Figure 4.72 : (a) Spectre Raman avant recuit, après recuit de formation (F), après implantation de B

(F+B) et après un recuit d’activation pour le B à la température T (F+B+RT) ; (b) Fraction cristalline extraite des spectres Raman pour les échantillons dopés au B. A titre de comparaison, l’échantillon

n’ayant pas subi de recuit de formation préalable est reporté (B+F).

Résumé :

L'étude du recuit d'activation du dopant découplée de la formation des nanoparticules a été réalisée dans cette partie. Le découplage cependant n'est pas total puisque l'implantation ionique

engendre des défauts qui peuvent totalement remixer la couche. Ceci apparait d'autant plus vrai pour des ions lourds qui créeront un grand nombre de défauts. Par exemple, une dose de 1016 at./cm² d'arsenic est suffisante pour remixer quasiment intégralement la couche alors qu’avec la même dose en bore il reste quelques nanocristaux présents dans la couche.

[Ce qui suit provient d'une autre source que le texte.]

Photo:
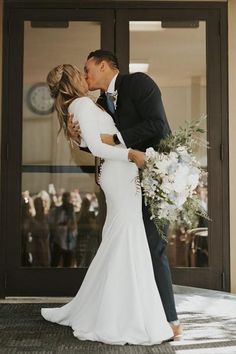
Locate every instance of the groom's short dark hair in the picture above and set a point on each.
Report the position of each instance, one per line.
(100, 55)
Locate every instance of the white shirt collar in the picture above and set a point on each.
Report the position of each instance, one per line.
(111, 87)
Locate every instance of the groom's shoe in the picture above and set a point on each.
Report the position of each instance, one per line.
(177, 330)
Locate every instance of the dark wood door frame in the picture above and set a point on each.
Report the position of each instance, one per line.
(217, 99)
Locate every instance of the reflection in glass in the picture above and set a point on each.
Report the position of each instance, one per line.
(62, 208)
(174, 55)
(62, 227)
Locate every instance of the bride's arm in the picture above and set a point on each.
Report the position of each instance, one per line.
(85, 112)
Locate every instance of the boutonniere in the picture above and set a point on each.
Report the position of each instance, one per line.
(114, 96)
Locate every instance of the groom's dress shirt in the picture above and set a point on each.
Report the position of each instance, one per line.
(111, 90)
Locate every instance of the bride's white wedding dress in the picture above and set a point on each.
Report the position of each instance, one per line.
(118, 301)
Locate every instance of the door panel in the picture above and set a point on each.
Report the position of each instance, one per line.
(180, 50)
(53, 247)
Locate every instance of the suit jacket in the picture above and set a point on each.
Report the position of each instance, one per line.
(139, 116)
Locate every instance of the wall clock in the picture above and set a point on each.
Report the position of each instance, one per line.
(39, 99)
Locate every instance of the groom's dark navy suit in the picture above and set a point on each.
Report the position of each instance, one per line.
(141, 120)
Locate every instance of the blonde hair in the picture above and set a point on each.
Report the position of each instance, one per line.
(64, 89)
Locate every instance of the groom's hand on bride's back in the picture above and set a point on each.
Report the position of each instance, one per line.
(74, 131)
(138, 157)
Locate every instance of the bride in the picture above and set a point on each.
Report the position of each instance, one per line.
(118, 301)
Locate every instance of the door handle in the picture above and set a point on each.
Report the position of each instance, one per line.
(97, 170)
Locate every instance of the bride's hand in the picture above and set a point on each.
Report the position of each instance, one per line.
(73, 129)
(138, 157)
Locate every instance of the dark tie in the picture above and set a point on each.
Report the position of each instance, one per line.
(110, 102)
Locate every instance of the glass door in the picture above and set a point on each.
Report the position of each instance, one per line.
(59, 209)
(178, 50)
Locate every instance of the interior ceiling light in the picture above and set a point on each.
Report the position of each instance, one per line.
(138, 67)
(145, 26)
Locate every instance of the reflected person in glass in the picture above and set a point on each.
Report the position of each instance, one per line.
(118, 301)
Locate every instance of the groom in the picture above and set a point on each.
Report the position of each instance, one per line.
(134, 101)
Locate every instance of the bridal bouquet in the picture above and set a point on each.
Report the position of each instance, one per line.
(170, 177)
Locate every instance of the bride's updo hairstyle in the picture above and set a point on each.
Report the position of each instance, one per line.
(64, 82)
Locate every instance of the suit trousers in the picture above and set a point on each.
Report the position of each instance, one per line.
(160, 263)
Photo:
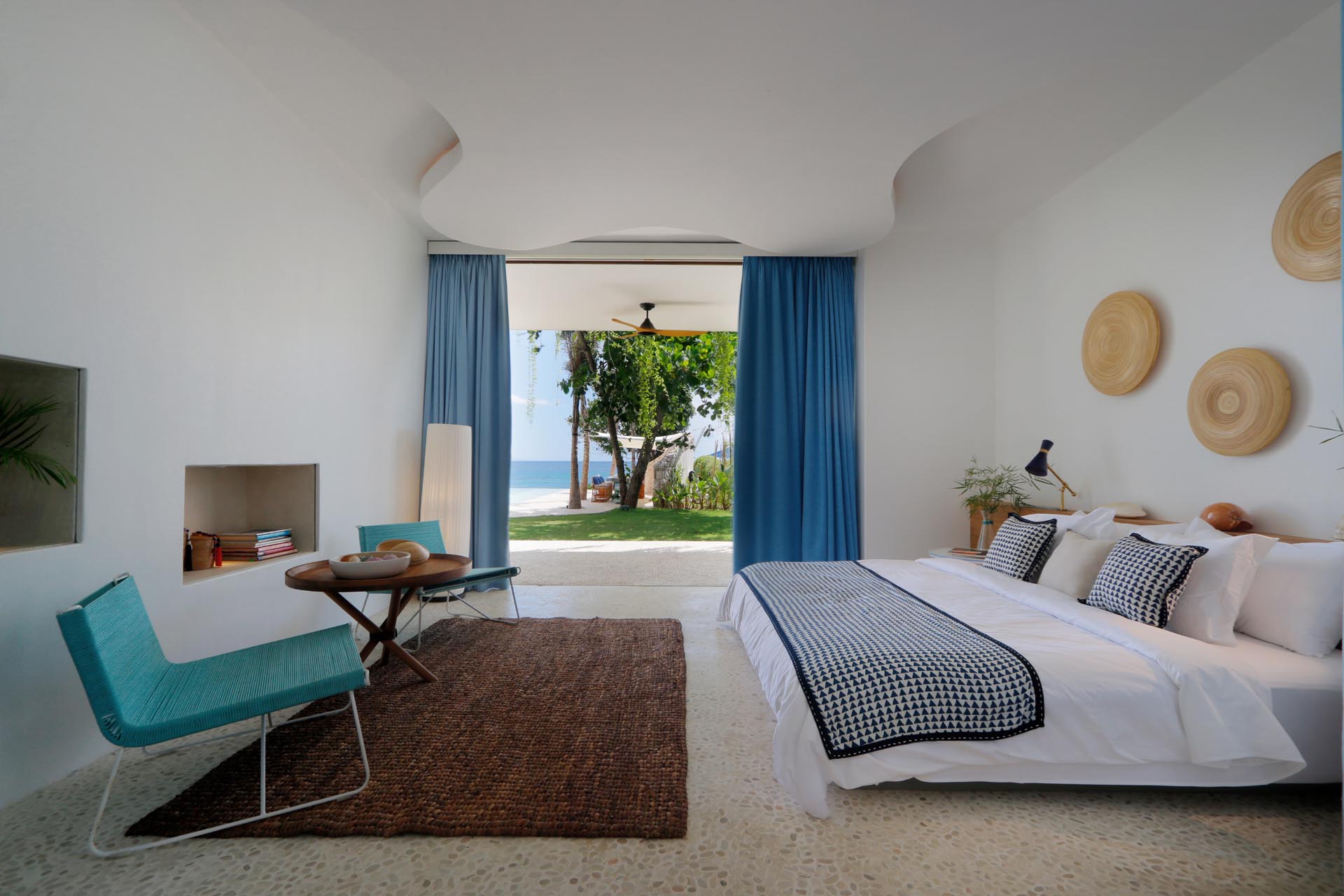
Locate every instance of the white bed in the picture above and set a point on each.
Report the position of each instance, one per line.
(1126, 703)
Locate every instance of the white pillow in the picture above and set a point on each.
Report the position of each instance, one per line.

D’un point de vue pratique, on déduit de cette étude que le dopage à posteriori de la formation des nanoparticules n'est intéressant que pour des faibles doses et pour des ions légers. Dans ce cas une cristallinité importante peut apparaitre dès 900°C. Pour les ions plus lourds comme le cas de l’arsenic, s'il y a eu un mélange total de la couche, un recuit thermique de l'ordre de celui utilisé à la formation des nanoparticules est nécessaire (1100°C). Pour la formation réelle de jonction pour l’application solaire, il faut regarder cas par cas s’il faut ou non découpler les recuits de formation des nanoparticules et leur dopage effectif.